XMITIP does have NLS support thanks to several individuals outside the US who 
provided it. The info is in the distributed PDS and while it may not be ideal 
doc it is a start.


Lionel B. Dyck <sdg><
Website: http://www.lbdsoftware.com

"Worry more about your character than your reputation.  Character is what you 
are, reputation merely what others think you are." - John Wooden

-----Original Message-----
From: IBM Mainframe Discussion List <IBM-MAIN@LISTSERV.UA.EDU> On Behalf Of 
Paul Gilmartin
Sent: Thursday, May 9, 2019 3:40 PM
To: IBM-MAIN@LISTSERV.UA.EDU
Subject: Re: z/OS SMTP Question - solved

> 
Silly rule.  PITA, in fact; Shouldn't need to encode text/plain.

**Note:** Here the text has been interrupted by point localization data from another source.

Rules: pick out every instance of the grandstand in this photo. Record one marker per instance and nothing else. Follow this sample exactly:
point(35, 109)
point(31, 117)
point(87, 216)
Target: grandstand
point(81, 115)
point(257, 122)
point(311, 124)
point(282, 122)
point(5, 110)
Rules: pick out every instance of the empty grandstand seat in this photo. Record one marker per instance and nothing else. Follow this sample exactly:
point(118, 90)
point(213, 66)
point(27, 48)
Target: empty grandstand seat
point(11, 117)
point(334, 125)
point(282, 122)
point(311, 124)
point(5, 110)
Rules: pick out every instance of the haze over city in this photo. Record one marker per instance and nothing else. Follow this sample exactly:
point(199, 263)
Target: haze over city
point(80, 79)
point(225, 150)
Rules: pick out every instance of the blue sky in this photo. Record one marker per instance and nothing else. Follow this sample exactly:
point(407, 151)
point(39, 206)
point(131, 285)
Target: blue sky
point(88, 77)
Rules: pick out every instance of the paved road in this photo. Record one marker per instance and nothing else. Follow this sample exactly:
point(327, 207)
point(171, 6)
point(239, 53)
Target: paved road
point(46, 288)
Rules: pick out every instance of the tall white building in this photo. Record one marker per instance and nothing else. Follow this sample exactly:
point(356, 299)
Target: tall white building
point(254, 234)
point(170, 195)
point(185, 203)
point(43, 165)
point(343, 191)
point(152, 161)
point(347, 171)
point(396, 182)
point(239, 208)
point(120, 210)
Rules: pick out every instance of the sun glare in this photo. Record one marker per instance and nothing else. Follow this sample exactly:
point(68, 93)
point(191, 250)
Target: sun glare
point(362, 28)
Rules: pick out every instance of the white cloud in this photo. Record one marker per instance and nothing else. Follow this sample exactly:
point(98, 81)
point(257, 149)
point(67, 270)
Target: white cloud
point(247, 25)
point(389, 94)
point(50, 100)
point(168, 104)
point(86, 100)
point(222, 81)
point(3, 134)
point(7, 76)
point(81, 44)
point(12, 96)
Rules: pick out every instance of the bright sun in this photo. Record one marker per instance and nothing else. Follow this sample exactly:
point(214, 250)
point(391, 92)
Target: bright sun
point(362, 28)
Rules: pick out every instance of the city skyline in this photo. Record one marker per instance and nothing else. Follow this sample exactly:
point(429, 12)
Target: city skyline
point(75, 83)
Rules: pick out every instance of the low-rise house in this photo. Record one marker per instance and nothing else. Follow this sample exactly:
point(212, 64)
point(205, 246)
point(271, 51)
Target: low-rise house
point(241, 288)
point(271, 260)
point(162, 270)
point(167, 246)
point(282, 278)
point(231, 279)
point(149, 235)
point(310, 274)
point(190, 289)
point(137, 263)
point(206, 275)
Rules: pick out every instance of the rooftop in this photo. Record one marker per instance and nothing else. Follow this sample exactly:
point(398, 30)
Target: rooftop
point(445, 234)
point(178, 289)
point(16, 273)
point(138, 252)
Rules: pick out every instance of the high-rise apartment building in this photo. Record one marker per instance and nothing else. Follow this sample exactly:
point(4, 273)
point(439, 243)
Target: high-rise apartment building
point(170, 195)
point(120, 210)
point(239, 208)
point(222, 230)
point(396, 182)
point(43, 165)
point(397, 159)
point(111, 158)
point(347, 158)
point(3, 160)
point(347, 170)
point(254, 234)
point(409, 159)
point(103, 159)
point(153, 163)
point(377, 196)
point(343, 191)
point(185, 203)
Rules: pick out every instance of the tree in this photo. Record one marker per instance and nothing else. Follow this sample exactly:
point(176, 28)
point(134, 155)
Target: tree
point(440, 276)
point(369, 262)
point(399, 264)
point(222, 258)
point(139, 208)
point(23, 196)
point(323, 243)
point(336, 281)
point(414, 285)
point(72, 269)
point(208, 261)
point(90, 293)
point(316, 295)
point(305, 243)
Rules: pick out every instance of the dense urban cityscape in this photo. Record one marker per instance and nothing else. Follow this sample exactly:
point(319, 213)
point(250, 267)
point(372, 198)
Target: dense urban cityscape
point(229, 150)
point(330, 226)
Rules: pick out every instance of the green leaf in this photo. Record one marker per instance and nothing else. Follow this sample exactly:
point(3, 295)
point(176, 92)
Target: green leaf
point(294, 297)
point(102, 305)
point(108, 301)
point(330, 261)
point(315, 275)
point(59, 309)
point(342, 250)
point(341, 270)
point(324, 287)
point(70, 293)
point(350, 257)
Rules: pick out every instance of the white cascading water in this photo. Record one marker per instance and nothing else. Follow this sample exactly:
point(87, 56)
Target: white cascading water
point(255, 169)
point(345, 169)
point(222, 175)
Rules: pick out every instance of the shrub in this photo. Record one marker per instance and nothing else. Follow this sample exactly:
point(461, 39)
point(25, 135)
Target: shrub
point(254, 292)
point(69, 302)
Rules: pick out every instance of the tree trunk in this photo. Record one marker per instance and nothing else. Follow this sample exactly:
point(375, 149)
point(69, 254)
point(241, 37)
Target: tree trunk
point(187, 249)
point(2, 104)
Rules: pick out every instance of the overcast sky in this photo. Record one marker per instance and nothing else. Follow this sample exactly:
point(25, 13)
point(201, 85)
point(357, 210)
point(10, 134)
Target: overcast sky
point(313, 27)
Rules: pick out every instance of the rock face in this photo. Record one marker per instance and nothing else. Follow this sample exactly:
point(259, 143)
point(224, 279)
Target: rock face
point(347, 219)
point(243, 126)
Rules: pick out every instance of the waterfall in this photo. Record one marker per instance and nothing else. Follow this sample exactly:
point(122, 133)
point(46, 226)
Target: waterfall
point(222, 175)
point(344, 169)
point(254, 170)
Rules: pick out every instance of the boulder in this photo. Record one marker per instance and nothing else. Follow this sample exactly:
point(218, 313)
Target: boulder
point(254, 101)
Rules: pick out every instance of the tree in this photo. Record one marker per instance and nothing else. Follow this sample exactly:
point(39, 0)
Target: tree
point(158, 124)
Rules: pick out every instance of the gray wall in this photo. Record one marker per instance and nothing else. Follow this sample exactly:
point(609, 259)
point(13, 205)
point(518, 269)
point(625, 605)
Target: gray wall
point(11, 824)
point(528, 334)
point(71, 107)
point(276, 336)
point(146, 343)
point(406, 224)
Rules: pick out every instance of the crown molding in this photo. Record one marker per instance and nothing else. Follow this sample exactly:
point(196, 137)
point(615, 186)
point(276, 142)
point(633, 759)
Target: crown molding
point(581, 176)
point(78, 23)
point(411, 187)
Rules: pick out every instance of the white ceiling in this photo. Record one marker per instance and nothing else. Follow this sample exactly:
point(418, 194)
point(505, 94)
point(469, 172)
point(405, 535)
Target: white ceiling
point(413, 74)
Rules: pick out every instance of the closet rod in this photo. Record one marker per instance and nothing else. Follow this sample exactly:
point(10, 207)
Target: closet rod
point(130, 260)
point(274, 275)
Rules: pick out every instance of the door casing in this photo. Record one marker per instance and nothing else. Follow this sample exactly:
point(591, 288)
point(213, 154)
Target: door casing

OK.  You appear to be sending via NJE, not Internet.  What if the sender were a 
non-IBM system (e.g. Linux) which knows only Internet?  I've done this in the 
distant past, as the CMS recipient.  But things may have changed:
o Internet is ASCII-based.  How can you be sure the same ASCII<=>EBCDIC
  code pages are used by both sender and recipient; crucial for binary files
  such as NETDATA and .zip.  (But base64 inoculates against most hazards.)
  The XMITIP doc says precious little about which code pages are used/presumed.
  is that worth a RCF?  Can the user control this, something like SBDATACONN?
o "validate the sending userid"  Is this new practice, (not in my ancient 
memory)?
  I certainly got mail from strangers.  Does this rule apply only to NJE?